From a press release produced jointly by 18 Alabama Health Care professional societies requesting that additional revenues be sought for Alabama Medicaid

The Fiscal Year 2013 General Fund budget passed the Alabama House of Representatives on Tuesday with an unprecedented 38 percent cut to the Alabama Medicaid Agency, an agency that provides health care coverage for more than 900,000 Alabamians. These cuts are poised to threaten access and ultimately drive up healthcare costs for ALL of our citizens by:
– eliminating prescription drug coverage for more than 185,000 adults;
– closing community pharmacies, especially in rural areas;
– eliminating kidney dialysis coverage for adults;
– jeopardizing critical care transport for children;
– eliminating hospice and home care services, which will result in lengthier hospital stays;
– threatening access to primary and specialty care providers for both children and adults; and
– crowding already overburdened emergency rooms.

From Dr Ron Paul’s book, The Revolution, a Manifesto

In the days before Medicare and Medicaid, the poor and elderly were admitted to hospitals at the same rate they are now, and received good care. Before those programs came into existence, every physician understood that he or she had a responsibility towards the less fortunate and free medical care was the norm. Hardly anyone is aware of this today, since it doesn’t fit into the typical, by the script story of government rescuing us from a predatory private sector.
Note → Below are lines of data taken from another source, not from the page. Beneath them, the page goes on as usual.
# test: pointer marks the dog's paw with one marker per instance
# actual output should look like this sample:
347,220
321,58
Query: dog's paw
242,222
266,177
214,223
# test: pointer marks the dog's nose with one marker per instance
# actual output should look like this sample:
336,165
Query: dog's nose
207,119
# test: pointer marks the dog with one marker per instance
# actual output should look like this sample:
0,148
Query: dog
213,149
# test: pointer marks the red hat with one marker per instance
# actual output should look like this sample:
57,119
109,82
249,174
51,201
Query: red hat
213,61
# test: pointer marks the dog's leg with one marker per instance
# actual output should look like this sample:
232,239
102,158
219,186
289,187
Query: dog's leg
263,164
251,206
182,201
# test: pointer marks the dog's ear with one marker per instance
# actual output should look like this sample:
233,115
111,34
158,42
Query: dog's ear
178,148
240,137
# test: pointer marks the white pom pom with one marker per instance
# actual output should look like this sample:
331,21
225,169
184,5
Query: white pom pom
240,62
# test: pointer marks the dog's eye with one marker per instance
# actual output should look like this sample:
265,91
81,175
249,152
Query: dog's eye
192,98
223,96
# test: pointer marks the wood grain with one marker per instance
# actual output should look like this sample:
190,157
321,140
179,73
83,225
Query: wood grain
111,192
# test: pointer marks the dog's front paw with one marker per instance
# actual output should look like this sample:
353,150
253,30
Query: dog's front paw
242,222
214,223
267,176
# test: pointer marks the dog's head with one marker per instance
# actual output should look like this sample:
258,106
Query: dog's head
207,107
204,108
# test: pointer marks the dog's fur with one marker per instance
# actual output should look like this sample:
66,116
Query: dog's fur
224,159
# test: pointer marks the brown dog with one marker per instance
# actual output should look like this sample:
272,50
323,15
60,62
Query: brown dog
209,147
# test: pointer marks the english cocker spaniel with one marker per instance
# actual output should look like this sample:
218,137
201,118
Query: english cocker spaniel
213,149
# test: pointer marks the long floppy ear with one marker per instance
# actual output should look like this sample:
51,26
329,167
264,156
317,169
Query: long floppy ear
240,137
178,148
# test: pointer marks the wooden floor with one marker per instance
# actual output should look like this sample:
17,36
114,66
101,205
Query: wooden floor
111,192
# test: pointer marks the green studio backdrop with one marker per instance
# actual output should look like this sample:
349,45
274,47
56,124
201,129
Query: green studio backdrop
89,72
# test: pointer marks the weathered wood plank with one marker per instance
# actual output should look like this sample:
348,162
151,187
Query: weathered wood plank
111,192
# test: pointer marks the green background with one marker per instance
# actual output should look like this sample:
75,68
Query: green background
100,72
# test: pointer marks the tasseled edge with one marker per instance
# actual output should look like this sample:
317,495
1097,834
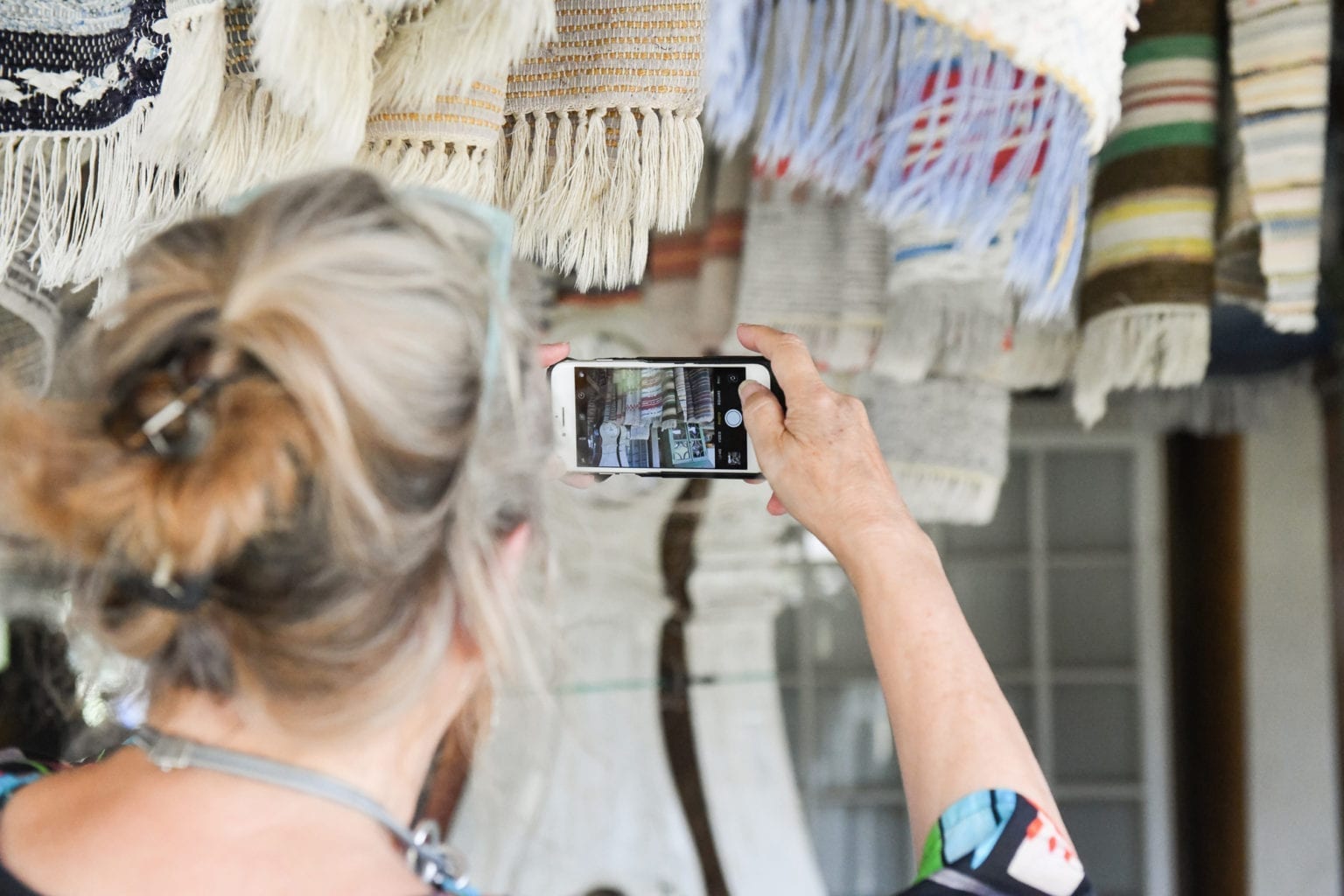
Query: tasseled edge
1138,346
735,38
843,343
93,195
469,171
1221,404
193,80
927,333
318,60
253,141
945,494
452,43
1291,311
588,187
30,324
1040,356
845,101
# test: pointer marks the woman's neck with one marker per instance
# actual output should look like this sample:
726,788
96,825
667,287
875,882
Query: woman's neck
388,760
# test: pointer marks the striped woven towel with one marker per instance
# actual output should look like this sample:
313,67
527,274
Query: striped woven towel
815,265
1280,58
451,145
258,90
949,313
947,444
604,136
934,108
1148,278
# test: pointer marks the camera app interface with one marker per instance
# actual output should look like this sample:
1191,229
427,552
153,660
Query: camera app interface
660,418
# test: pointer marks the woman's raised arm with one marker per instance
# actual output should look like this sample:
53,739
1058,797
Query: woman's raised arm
953,728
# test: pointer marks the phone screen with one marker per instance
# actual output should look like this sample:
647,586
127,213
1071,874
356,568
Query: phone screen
660,418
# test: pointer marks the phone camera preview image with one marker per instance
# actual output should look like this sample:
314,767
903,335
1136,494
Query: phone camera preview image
660,418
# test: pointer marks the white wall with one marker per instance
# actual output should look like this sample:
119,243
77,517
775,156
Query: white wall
1291,722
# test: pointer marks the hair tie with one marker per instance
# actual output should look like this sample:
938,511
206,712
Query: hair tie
165,592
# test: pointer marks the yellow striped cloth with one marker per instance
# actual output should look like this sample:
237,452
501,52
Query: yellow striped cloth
1280,57
604,136
1148,271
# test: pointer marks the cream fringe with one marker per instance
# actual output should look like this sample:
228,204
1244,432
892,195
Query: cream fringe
444,165
256,141
586,208
85,225
1042,356
949,338
942,494
193,80
316,57
1141,346
466,40
1221,404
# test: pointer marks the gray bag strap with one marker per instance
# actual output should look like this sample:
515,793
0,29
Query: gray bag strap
434,861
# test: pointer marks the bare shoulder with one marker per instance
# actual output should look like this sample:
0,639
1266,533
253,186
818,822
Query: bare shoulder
116,828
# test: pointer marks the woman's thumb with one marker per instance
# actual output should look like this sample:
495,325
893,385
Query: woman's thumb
762,414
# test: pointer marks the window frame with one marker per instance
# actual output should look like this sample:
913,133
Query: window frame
1045,433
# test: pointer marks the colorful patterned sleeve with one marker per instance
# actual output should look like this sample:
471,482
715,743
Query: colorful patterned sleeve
996,843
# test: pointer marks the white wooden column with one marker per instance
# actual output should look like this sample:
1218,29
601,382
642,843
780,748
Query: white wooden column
578,794
744,575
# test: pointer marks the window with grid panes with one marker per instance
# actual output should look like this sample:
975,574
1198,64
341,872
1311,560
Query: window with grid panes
1065,592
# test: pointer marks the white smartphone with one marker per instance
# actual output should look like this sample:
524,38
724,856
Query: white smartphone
656,416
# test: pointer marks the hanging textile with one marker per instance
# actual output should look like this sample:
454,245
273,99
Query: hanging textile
1150,273
949,313
262,89
75,87
440,124
30,320
1280,60
176,107
934,108
947,444
816,266
451,145
922,323
602,136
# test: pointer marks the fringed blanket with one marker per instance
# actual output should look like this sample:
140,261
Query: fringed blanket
920,326
816,266
947,444
592,141
1150,271
949,313
75,85
1280,58
30,318
933,108
604,136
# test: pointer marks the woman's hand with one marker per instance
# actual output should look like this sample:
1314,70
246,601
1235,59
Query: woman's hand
551,354
820,457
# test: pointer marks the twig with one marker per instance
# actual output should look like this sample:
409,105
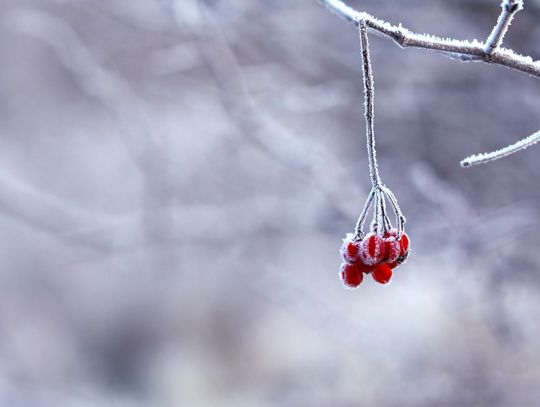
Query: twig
503,152
463,50
489,52
369,96
509,10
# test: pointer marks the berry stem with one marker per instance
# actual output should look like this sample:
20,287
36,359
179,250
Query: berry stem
358,233
369,94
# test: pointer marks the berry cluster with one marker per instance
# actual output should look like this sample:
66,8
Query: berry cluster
373,254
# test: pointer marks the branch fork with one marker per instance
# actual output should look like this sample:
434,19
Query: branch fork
490,51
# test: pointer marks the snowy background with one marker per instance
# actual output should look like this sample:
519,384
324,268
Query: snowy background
175,181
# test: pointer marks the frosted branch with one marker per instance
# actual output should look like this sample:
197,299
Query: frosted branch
464,50
509,10
503,152
461,49
369,93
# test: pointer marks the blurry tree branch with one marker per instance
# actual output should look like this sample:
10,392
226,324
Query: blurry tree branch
489,51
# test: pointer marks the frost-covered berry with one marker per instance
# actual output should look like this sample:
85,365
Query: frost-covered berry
350,249
404,248
404,243
382,274
351,275
372,249
392,249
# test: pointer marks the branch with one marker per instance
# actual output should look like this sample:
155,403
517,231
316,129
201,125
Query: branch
509,10
489,52
463,50
503,152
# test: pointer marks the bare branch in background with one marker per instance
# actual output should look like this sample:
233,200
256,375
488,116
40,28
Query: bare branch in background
464,50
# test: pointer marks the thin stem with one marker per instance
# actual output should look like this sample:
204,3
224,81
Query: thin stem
509,10
358,233
462,50
369,93
400,218
503,152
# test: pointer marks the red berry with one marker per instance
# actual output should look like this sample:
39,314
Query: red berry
382,274
404,243
350,249
404,248
391,249
392,232
351,275
372,249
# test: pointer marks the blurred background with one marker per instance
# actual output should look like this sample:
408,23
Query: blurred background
176,177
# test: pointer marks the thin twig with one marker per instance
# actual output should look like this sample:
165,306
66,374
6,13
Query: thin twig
489,52
503,152
509,10
463,50
369,93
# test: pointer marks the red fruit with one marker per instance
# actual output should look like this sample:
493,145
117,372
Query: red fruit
392,232
392,249
350,249
372,249
351,275
404,248
382,274
404,243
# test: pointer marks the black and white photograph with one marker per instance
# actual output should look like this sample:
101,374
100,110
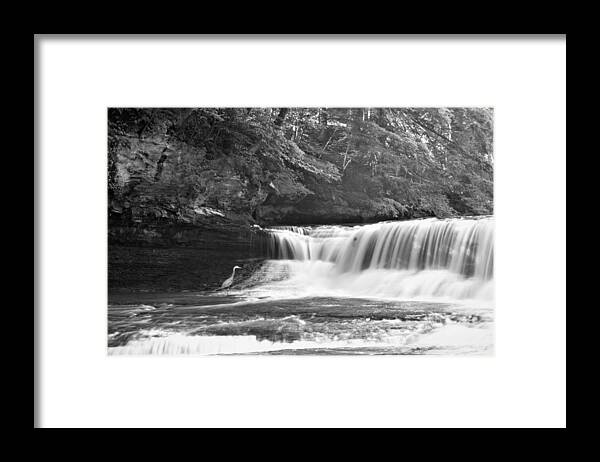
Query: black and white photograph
300,231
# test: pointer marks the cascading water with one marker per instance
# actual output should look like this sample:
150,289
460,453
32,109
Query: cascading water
407,287
450,258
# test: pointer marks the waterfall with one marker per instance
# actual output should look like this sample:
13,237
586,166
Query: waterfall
427,257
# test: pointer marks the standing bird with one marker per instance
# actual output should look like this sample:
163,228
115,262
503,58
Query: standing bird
227,282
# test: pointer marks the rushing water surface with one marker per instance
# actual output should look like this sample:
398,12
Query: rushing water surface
408,287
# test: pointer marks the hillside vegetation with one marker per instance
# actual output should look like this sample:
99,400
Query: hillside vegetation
297,165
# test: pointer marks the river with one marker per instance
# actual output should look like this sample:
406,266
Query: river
400,287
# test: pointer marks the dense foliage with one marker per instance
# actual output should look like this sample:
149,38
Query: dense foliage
299,164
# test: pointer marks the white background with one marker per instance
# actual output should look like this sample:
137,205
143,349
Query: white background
524,384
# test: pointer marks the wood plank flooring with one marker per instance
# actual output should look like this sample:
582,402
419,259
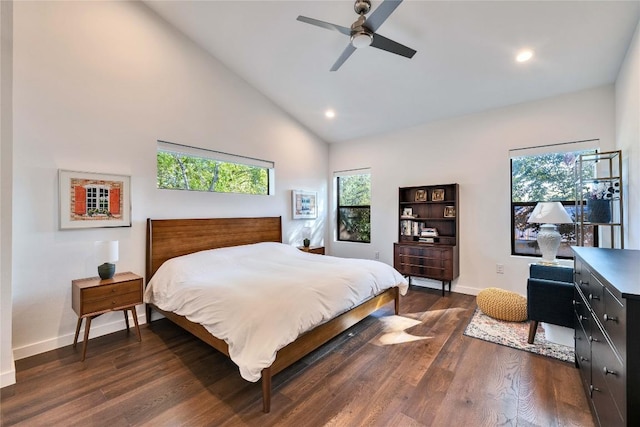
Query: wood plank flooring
441,378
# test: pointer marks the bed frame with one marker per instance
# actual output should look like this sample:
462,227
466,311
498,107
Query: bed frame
169,238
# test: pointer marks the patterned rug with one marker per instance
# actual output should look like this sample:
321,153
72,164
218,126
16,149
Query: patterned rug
515,334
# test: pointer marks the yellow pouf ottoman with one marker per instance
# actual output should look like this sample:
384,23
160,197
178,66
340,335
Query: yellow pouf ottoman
502,305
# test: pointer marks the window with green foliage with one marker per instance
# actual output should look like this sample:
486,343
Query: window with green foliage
182,167
546,177
354,206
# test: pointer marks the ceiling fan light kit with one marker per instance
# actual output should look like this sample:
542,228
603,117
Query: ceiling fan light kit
363,32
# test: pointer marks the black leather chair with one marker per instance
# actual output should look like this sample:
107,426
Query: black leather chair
549,297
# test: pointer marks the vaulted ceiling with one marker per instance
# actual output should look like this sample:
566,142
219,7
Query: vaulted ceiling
465,60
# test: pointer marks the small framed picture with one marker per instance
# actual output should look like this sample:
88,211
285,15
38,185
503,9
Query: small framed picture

I learned a new phrase today, ipse dixit. It means, near as I can tell, that the person making the argument asserts that their own authority is the only proof needed. When discussing health care delivery, public and private sources of funding, reasons for inability to pay for needed health care, and the consequences of the inability to pay for needed health care, it seems that everyone has an ipse dixit reaction. This may be because everyone has accessed the system and this may entitle them to expert status. It may be, when it comes to programs funded by the federal government, that folks really want to believe in the existence of easier, better, cheaper solutions. Whatever the cause, the readers’ comments regarding any story about Alabama Medicaid (such as this one) will give you a taste of what an ipse dixit argument looks like. Dr Paul’s argument is an example as well, as it is based on the fact that he WAS a doctor before Medicare and Medicaid were introduced, thus making him an ipse dixit authority.

The average commenter on Medicaid stories (as well as Ron Paul and his supporters) argue that Medicaid recipients suffer from a “lack of personal responsibility” as well as seemingly an unwillingness to seek out  charity from willing physicians. Perhaps the elimination of Medicaid will offer physicians the opportunity to provide high quality care to deserving poor people for free or reduced cost. Unfortunately, Dr Paul’s memory regarding the time before Medicaid is faulty. Physicians were not so much noble as they were greedy.  From “The Unfilled Promise of Public Health: Deja Vu all over again.

One achievement of the Progressive Era reformers had been the Sheppard-Towner Act of 1921,which provided matching funds to the states for prenatal and child health centers. Staffed by female doctors and public health nurses, these centers offered advice to mothers, with the aim of lowering infant mortality rates. In 1922 the AMA condemned Sheppard-Towner as an “imported socialistic scheme” and by 1927 was able to persuade Congress to eliminate the program.

The services were not provided by physicians to all folks, subsequently. Despite Dr Paul’s assertion, many never received this care until the passage of Medicaid. Today 40% of Alabama’s children are on Medicaid.  It is not provided by their parents’ employer 61% of the time.  Access to care through Alabama Medicaid has lead to marked improvements in care delivery for Alabama’s children. Evidence is that neither these children nor their parents can exhibit more “responsibility.” Evidence is also that we will do Alabama irreparable harm by implementing these Medicaid reductions. Arguments, on the other hand, can apparently be made in either direction.